ContentMine / getpapers

Get metadata, fulltexts or fulltext URLs of papers matching a search query
MIT License
197 stars 37 forks source link

Inconsistent type of URL returned for simple EUPMC search #25

Open rossmounce opened 9 years ago

rossmounce commented 9 years ago

getpapers -q extremophiles --outdir ./extremophiles

The returned fulltext_html_urls.txt file contains a list of 836 URLs that initially are 100% DOIs ... however down from about 67th in the list to the end, the URLs mysteriously switch from being DOIs to mostly being of the form: http://www.pubmedcentral.nih.gov/articlerender.fcgi?tool=EBI&pubmedid=24961215 (and each of these does have a DOI, it's not because they are DOI-less papers)

It doesn't appear to be associated with particular journals. There are journals e.g. PLOS ONE that appear as DOIs if they were among the first 50 results returned and as PMID based links if they were in the later bit of the list e.g. 100-836th.

Odd behaviour.

blahah commented 9 years ago

getpapers takes the first open access fulltext HTML url in the list of urls returned by the API. I would suggest that at some point EPMC started inserting the DOI-url as the first one in the list, but for older papers the PMC url was first.

blahah commented 9 years ago

If this behaviour is undesirable we could have a priority list of which type of URLs to favour? Or perhaps we could always favour the DOI one, otherwise use whatever is first?

rossmounce commented 9 years ago

I would prefer DOI's myself because CrossRef content negotiation makes them surely more useful than the EPMC url?

markmacgillivray commented 9 years ago

I have seen this issue too, and the DOI URL would be more useful because I pass the URLs into quickscrape to get the XML direct from PLOS, and if they are the EPMC ones (as the ones I saw were) then they still can't return the XML. Which makes things harder for Norma, and so causes issues for running the daily via getpapers.
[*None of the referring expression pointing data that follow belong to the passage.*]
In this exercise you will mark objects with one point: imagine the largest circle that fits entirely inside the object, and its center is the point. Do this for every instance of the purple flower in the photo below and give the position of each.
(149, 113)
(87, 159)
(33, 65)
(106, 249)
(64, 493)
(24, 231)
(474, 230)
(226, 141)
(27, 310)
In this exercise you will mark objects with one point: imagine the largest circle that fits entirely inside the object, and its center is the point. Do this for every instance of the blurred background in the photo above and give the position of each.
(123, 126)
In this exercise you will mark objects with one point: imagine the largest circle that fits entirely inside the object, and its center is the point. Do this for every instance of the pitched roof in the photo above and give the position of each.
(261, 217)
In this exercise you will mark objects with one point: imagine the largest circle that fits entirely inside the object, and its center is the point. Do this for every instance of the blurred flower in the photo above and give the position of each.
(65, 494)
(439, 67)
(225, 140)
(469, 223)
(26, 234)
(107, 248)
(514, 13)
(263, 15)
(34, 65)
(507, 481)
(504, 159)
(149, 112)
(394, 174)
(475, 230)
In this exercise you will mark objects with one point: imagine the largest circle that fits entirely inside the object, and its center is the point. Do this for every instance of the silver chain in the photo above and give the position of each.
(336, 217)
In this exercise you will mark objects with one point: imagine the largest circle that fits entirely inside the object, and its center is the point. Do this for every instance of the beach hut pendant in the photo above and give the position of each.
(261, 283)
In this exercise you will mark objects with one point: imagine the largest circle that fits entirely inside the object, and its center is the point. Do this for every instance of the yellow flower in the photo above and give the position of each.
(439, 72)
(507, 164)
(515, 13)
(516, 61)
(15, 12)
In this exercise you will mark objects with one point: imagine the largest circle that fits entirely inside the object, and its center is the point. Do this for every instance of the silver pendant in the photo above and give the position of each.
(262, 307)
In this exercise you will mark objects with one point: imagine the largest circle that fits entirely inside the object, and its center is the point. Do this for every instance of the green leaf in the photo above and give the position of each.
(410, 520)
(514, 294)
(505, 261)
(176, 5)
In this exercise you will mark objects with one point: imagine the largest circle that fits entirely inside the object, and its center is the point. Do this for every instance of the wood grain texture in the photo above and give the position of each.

blahah commented 9 years ago

OK, so this is not so simple. The problem is that EPMC sometimes doesn't list the DOI url as open access, even for open access articles like PLOS. See for example this result...

"fullTextUrlList": [
{
  "fullTextUrl": [
    {
      "availability": [
        "Open access"
      ],
      "availabilityCode": [
        "OA"
      ],
      "documentStyle": [
        "pdf"
      ],
      "site": [
        "Europe_PMC"
      ],
      "url": [
        "http://europepmc.org/articles/PMC4472175?pdf=render"
      ]
    },
    {
      "availability": [
        "Open access"
      ],
      "availabilityCode": [
        "OA"
      ],
      "documentStyle": [
        "html"
      ],
      "site": [
        "Europe_PMC"
      ],
      "url": [
        "http://europepmc.org/articles/PMC4472175"
      ]
    },
    {
      "availability": [
        "Subscription required"
      ],
      "availabilityCode": [
        "S"
      ],
      "documentStyle": [
        "doi"
      ],
      "site": [
        "DOI"
      ],
      "url": [
        "http://dx.doi.org/10.1186/s12862-015-0399-9"
      ]
    }
  ]
}
],

This means that the open access fulltext HTML URL list can't return the DOI URLs in these cases. We could have some alternative option to allow non-open URLs in the URL list?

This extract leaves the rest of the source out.